É claro que as áreas de P&D de grandes corporações estão longe de acabar, todavia, esses negócios não podem mais ignorar o crescente movimento das startups que, propelidas pela alta liquidez do capital de risco, atacam desafios de forma ágil, proporcionando soluções de alto valor. Portanto, o corporate venture capital tem como missão buscar novas tecnologias, mercados e modelos de negócio que surgem fora da organização e possuem “match” com o contexto da corporação.
Os CVCs se estruturam de forma similar aos IVCs, porém, com uma clara diferença que reside no chamado capital estratégico. De maneira análoga aos IVCs, os CVCs fornecem a abertura de portas para o setor, a expertise em determinadas áreas e um suporte que só um “irmão mais velho” consegue oferecer.
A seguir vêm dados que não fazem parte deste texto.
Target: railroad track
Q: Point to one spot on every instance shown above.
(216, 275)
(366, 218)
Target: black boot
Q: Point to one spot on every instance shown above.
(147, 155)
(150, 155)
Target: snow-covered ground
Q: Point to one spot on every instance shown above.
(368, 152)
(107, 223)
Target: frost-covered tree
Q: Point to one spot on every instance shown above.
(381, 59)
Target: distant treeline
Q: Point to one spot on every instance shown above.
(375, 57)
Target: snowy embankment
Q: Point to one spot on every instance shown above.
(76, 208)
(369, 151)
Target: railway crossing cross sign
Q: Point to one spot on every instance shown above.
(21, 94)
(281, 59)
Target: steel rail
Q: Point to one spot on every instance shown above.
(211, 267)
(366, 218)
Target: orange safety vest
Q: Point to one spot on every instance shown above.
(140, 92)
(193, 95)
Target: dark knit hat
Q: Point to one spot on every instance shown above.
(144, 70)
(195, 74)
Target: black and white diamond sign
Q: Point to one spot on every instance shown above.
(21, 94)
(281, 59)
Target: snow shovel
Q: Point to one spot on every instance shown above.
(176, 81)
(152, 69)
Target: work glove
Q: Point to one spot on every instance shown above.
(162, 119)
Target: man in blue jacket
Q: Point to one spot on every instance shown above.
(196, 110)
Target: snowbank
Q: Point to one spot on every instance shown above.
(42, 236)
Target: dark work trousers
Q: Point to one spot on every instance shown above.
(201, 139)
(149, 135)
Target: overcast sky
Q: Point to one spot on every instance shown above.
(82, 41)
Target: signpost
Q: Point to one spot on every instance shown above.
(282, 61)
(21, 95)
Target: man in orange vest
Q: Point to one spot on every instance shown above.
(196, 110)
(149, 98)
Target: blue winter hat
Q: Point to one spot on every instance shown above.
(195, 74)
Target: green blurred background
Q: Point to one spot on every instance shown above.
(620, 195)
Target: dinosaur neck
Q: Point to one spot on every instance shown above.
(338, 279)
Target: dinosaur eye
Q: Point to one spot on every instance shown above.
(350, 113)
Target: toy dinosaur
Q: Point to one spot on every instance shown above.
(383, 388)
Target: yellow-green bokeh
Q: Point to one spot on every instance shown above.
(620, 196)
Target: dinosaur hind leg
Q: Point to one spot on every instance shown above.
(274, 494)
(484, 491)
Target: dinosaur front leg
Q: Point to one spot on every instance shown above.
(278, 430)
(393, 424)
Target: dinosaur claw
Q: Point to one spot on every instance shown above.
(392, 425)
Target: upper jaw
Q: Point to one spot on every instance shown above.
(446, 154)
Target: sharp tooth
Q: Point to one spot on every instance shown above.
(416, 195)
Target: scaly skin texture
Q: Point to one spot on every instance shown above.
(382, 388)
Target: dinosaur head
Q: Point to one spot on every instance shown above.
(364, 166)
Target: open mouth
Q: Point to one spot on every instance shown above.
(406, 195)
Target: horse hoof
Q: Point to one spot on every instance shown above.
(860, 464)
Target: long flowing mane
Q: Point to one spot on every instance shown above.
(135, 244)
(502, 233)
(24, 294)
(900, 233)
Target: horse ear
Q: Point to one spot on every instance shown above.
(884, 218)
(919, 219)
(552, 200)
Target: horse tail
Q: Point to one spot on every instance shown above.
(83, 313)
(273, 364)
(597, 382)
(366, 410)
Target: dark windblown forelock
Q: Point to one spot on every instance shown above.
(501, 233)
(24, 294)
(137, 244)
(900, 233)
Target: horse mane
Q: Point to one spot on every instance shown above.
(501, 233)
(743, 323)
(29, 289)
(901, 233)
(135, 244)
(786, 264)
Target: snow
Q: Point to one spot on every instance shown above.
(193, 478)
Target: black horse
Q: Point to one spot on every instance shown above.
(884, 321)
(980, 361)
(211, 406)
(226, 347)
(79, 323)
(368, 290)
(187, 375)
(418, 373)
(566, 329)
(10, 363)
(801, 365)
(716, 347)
Em retorno, além do potencial financeiro, espera acessar novos mercados, explorar outros modelos de negócio e trazer tecnologias para dentro de casa, construindo vantagem competitiva e se mantendo conectada com o que há de mais novo.
A história desse mercado nos mostra que ainda existem desafios para uma estratégia de corporate venture bem-sucedida – e não há uma receita certa, pois cada negócio, setor, região ou estágio de maturidade exige planejamento e abordagens diferentes, abrindo espaço para inovadores modelos de negócio.
Não conseguimos prever o futuro, mas sabemos que ele deve se transformar bastante na próxima década. Também não sabemos quem serão os “Ubers” ou “iPhones” que vão revolucionar o consumo e quais cadeias de valor serão afetadas pelo avanço dessas empresas ágeis. Mas é possível escolher entre participar dessas mudanças e transformar as organizações ou manter o status quo e assistir o desfile passar, pois essa é a única certeza: ele vai passar.”